The Journal of Biology article "Differences in the way mammalian cells and yeast cells coordinate cell growth and cell-cycle progression" by Ian Conlon and Martin Ruff can be interpreted as the classic comparison of plants cells and animals cells between the way that they grow and replicate. The type of animals cells chosen to experiment on was the rat Schwann cells and for the plant, yeast cells.
Within the article, it was concluded that the Schwann cells and the yeast cells use different mechanisms to coordinate their growth with cell-cycle progression. The yeast cells use cell-check points in the G1 and/or G2 phases where the cell pauses and adjusts until the cell is adequate to move on to the S Phase or M Phase. Yet, the animal cells apparently use extracellular signals to coordinate their growth with cell-cycle progression, which is not elaborated on.
Beside the different mechanisms used in the cells, there are many more factual results included in the article. As the Schwann cells were tested it was found that they maintain a constant average size with repeating passaging , this its cell growth is independent of the cell size, its rate of growth is limited by extracellular growth factors, that its cell changes size only slowly when shifted to a richer growth medium, and that competition for extracellular factors can apparently influence cell size. A point was also made that most mammalian cells grow linearly, which is what makes them independent of their size.
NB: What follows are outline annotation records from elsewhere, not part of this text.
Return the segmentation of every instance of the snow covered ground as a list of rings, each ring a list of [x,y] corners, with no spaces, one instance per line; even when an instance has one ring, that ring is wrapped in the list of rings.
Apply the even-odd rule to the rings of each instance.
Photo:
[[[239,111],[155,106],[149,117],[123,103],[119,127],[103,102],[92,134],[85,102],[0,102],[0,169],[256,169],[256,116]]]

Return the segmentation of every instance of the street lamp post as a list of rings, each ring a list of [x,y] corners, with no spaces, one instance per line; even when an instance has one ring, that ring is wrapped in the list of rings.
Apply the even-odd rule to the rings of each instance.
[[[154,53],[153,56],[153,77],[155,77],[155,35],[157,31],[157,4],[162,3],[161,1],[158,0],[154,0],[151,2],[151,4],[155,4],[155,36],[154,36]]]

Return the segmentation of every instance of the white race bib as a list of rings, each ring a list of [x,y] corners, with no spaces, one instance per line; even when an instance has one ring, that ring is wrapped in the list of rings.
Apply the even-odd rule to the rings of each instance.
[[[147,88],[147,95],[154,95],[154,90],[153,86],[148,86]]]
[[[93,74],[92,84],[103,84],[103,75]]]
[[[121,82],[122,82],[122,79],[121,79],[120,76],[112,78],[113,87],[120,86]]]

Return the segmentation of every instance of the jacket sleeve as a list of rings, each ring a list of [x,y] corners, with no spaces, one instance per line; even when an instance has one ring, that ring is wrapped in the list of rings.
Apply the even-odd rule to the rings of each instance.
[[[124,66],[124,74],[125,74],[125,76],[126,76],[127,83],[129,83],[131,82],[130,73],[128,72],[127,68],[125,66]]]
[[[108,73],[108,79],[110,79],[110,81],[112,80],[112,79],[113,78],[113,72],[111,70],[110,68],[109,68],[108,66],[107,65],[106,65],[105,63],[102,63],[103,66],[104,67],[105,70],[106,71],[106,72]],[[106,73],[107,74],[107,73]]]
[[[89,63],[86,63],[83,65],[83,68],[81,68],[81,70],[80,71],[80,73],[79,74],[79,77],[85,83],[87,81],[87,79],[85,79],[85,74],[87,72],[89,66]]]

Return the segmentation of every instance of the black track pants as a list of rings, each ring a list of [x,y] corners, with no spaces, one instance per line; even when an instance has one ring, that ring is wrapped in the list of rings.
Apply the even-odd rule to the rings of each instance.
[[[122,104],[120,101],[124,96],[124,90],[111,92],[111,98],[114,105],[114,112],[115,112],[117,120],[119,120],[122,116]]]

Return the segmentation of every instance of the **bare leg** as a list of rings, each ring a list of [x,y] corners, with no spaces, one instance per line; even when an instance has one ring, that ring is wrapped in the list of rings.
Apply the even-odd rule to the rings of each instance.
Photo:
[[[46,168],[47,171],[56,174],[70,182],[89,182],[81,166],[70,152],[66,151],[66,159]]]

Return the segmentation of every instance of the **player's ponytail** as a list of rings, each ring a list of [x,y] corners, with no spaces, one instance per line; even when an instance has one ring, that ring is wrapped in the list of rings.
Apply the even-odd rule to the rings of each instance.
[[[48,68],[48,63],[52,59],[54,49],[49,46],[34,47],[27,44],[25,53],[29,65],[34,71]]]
As a reader of this article, I found it slightly unorganized compared to the few other research articles I have read. The content didn't flow too well, it just came and went on to something else. However, I choose this article because we just finished studying a chapter on the cell-cycle which made it easy for me to follow and understand the material discussed in this article. Plus, I had already known about the articles main idea of cell-check points.